I apologize for all the legal stuff! Hence I must close with this: Four justices of the Supreme Court (Justices Sotomayor, Ginsburg, Breyer and Stevens) held in BOTH Heller and McDonald basically held that there is NO personal right to bear arms. Stevens has even after he left the Court, suggested the Second Amendment ought to be repealed. Stevens was replaced by Justice Elena Kagan who is not likely to be materially different on gun rights.

Let us also remember (please note to the Public Safety Minister in Canada) that one right to the right to keep and bear arms – which I am afraid the late and great Justice Scalia did not adequately give enough credit to in Heller: An armed citizenry is a threat to tyrannical government.

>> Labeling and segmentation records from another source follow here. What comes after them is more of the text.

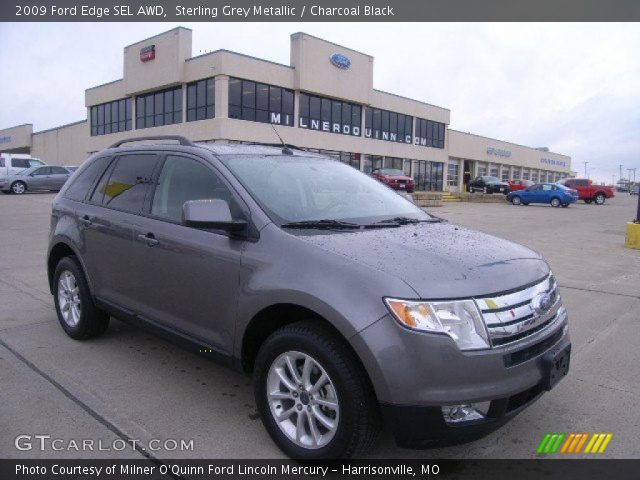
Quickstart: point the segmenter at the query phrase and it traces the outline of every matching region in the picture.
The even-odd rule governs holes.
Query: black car
[[[469,182],[469,191],[482,193],[509,193],[509,184],[501,181],[498,177],[482,176],[476,177]]]

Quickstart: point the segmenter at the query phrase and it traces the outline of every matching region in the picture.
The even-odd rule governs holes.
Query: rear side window
[[[76,175],[69,188],[65,191],[64,196],[71,200],[82,202],[87,197],[91,186],[105,171],[111,159],[112,157],[100,157],[91,161]]]
[[[29,168],[31,165],[29,165],[29,160],[26,158],[12,158],[11,166],[13,168]]]
[[[115,166],[98,183],[92,202],[139,213],[158,162],[155,154],[131,154],[117,158]]]

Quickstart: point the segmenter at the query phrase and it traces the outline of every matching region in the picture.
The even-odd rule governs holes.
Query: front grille
[[[561,320],[560,294],[553,275],[522,290],[476,298],[491,345],[523,340]]]

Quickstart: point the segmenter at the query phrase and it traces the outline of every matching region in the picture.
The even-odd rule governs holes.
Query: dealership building
[[[370,55],[294,33],[289,65],[228,50],[193,57],[191,37],[177,27],[125,47],[123,78],[86,90],[86,120],[0,130],[0,152],[78,165],[140,136],[274,144],[275,126],[287,144],[364,172],[403,170],[418,190],[462,191],[478,175],[571,173],[566,155],[452,130],[448,109],[375,89]]]

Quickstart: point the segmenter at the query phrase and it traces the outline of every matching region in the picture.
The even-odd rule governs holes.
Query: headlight
[[[415,302],[385,298],[393,316],[405,327],[445,333],[460,350],[489,348],[482,315],[473,300]]]

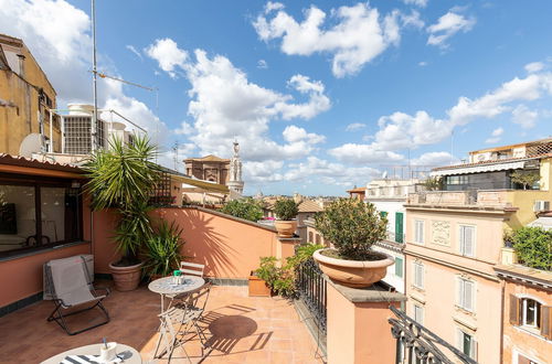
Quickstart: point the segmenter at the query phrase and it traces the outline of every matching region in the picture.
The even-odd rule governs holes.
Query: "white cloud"
[[[266,68],[268,68],[268,63],[266,63],[265,60],[258,60],[258,62],[257,62],[257,68],[266,69]]]
[[[424,167],[439,167],[449,165],[458,161],[457,158],[453,157],[449,152],[427,152],[423,153],[418,158],[411,160],[412,165],[424,165]]]
[[[358,73],[401,39],[397,11],[381,18],[378,9],[358,3],[332,9],[330,14],[337,23],[323,28],[327,14],[315,6],[305,11],[302,22],[297,22],[282,4],[269,2],[253,25],[265,42],[282,39],[280,50],[286,54],[331,54],[332,73],[337,77]]]
[[[541,72],[544,68],[544,63],[542,62],[531,62],[526,64],[526,71],[528,73]]]
[[[405,4],[416,6],[420,8],[425,8],[427,6],[428,0],[403,0]]]
[[[464,33],[469,32],[475,23],[475,18],[466,18],[455,12],[455,9],[450,9],[450,11],[440,17],[435,24],[427,26],[427,32],[429,33],[427,44],[446,49],[448,47],[446,41],[450,36],[460,31]]]
[[[125,45],[125,47],[126,47],[127,50],[129,50],[129,51],[130,51],[134,55],[136,55],[138,58],[142,60],[142,56],[141,56],[140,52],[138,52],[134,45],[127,44],[127,45]]]
[[[495,130],[492,130],[492,132],[490,133],[490,138],[487,138],[487,140],[485,140],[486,143],[489,143],[489,144],[493,144],[493,143],[497,143],[500,141],[500,137],[505,133],[505,129],[503,128],[497,128]]]
[[[146,54],[156,60],[159,67],[167,72],[172,78],[177,77],[176,67],[183,67],[188,58],[188,52],[178,47],[177,42],[170,38],[158,39],[146,50]]]
[[[352,124],[349,124],[346,127],[346,131],[357,131],[357,130],[363,129],[365,127],[367,127],[365,124],[362,124],[362,122],[352,122]]]
[[[531,129],[537,125],[539,113],[530,110],[526,105],[518,105],[512,110],[512,121],[520,125],[523,129]]]

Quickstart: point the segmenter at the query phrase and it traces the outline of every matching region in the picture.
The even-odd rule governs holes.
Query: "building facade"
[[[538,206],[552,200],[550,142],[538,142],[540,154],[495,153],[434,169],[442,191],[410,194],[405,204],[406,312],[481,363],[501,357],[502,287],[493,267],[503,234],[534,221]],[[522,188],[511,184],[513,172],[537,173],[539,181],[532,190],[511,189]]]
[[[0,152],[19,156],[23,140],[29,144],[61,151],[60,118],[50,109],[56,107],[56,93],[22,40],[0,34]],[[23,149],[25,146],[23,144]]]

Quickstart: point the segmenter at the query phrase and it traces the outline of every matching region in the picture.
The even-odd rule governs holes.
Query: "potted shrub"
[[[113,239],[121,258],[109,268],[120,291],[138,287],[144,264],[138,255],[152,235],[148,201],[160,176],[155,156],[156,148],[145,137],[137,137],[132,144],[114,138],[108,150],[94,152],[84,167],[92,208],[115,208],[119,215]]]
[[[299,213],[299,206],[291,199],[278,199],[274,204],[274,213],[278,217],[274,227],[282,237],[293,237],[297,229],[297,221],[294,220]]]
[[[162,221],[157,231],[146,240],[144,275],[151,280],[170,276],[180,268],[180,261],[184,260],[181,254],[184,242],[181,238],[182,228],[174,222],[170,225]]]
[[[386,236],[388,221],[374,205],[339,199],[315,216],[315,227],[333,248],[315,251],[320,269],[333,281],[362,288],[385,277],[394,259],[371,249]]]

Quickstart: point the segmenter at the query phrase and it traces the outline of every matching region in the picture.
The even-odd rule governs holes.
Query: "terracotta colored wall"
[[[0,263],[0,307],[28,298],[42,291],[42,266],[52,259],[89,254],[89,244],[57,248],[23,258]]]
[[[518,297],[532,297],[538,299],[543,306],[552,306],[552,295],[549,291],[533,288],[530,286],[518,285],[512,281],[505,282],[505,314],[503,314],[503,360],[505,364],[517,364],[513,356],[522,354],[523,356],[539,362],[546,363],[546,357],[552,357],[552,341],[530,333],[519,326],[510,324],[510,295]]]
[[[247,278],[258,268],[261,257],[277,256],[279,242],[273,231],[197,208],[159,208],[152,214],[183,228],[182,254],[191,257],[190,261],[204,264],[206,276]],[[94,213],[96,272],[109,272],[108,264],[118,258],[110,238],[115,223],[113,212]]]
[[[353,303],[328,285],[328,363],[394,363],[390,302]],[[399,302],[394,302],[400,307]]]
[[[424,265],[424,288],[413,287],[413,261]],[[456,346],[457,329],[478,342],[480,363],[500,363],[501,289],[500,282],[463,274],[476,282],[473,313],[456,306],[457,277],[461,271],[408,256],[406,260],[406,313],[414,317],[414,304],[423,308],[422,324]]]

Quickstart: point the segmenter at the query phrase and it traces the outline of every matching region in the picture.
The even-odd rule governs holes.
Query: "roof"
[[[230,162],[230,159],[223,159],[213,154],[209,154],[202,158],[188,158],[184,162]]]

James Madison is quoted as saying both the right to bear arms and limited government are defenses against tyranny:

Besides the advantage of being armed, which the Americans possess over the people of almost every other nation, the existence of subordinate governments, to which the people are attached, and by which the militia officers are appointed, forms a barrier against the enterprises of ambition, more insurmountable than any which a simple government of any form can admit of. Notwithstanding the military establishments in the several kingdoms of Europe, which are carried as far as the public resources will bear, the governments are afraid to trust the people with arms.”

George Washington said:

“A free people ought not only to be armed, but disciplined; to which end a uniform and well-digested plan is requisite; and their safety and interest require that they should promote such manufactories as tend to render them independent of others for essential, particularly military, supplies.” 

Both quotes came from here.

Thankfully, the people of the US have as Jefferson put it, “the rational and peaceable instrument of reform”, the ballot.

Alas it is today unfortunately true: Who you cast that ballot for in 2020 for President and United States Senate is critical to the continuance to your right to bear arms. I’d run ads in key states saying exactly that.

Trained and Trusted: Militias and the Second Amendment

This is the second in the Lincoln-Douglas Debates II series – the Sanders-Scott Debates. The first entries, on abortion policy, are here and here. You can read Sandy’s entry on this issue at Virginia Right. Crossposted at Virginia Right.

Military service taught me a lot about weapons.  No Army officer would issue a sidearm, rifle, or tank to anyone who had not demonstrated training proficiency and trustworthiness.  We didn’t let just anyone walk around armed.  

I learned to use weapons when necessary but to secure them at all times.  No shame fell more heavily on a soldier than when he or she lost, misused, or simply could not control an assigned weapon. I simply don’t understand how people can so cavalierly support the idea that more firearms, in the hands of just anyone who wants to have one, could possibly make society safer – or that people who misuse or fail to secure those weapons should not face punishment.

Arming random citizens does not make us safer. To be sure, a firearm owner will, from time to time, use a firearm in self-defense. When this happens, it can stop crime and even save lives. More often someone uses the weapon to inflict harm on others or themselves. Someone steals a rifle and uses it to kill several people and then commit suicide. Every year, 23K Americans use their own weapon and skip the first step. Or the owner leaves it on a coffee table where a toddler finds it and plays a bit of tragic shoot-out with another child. Or drops it and accidently shoots someone in a grocery store. These are all failures we can minimize with more training, just as we did in the Army, but simply putting more guns into circulation will not stop this. Guns don’t save lives any more than they kill people. People save lives, with or without a gun, by knowing what they’re doing.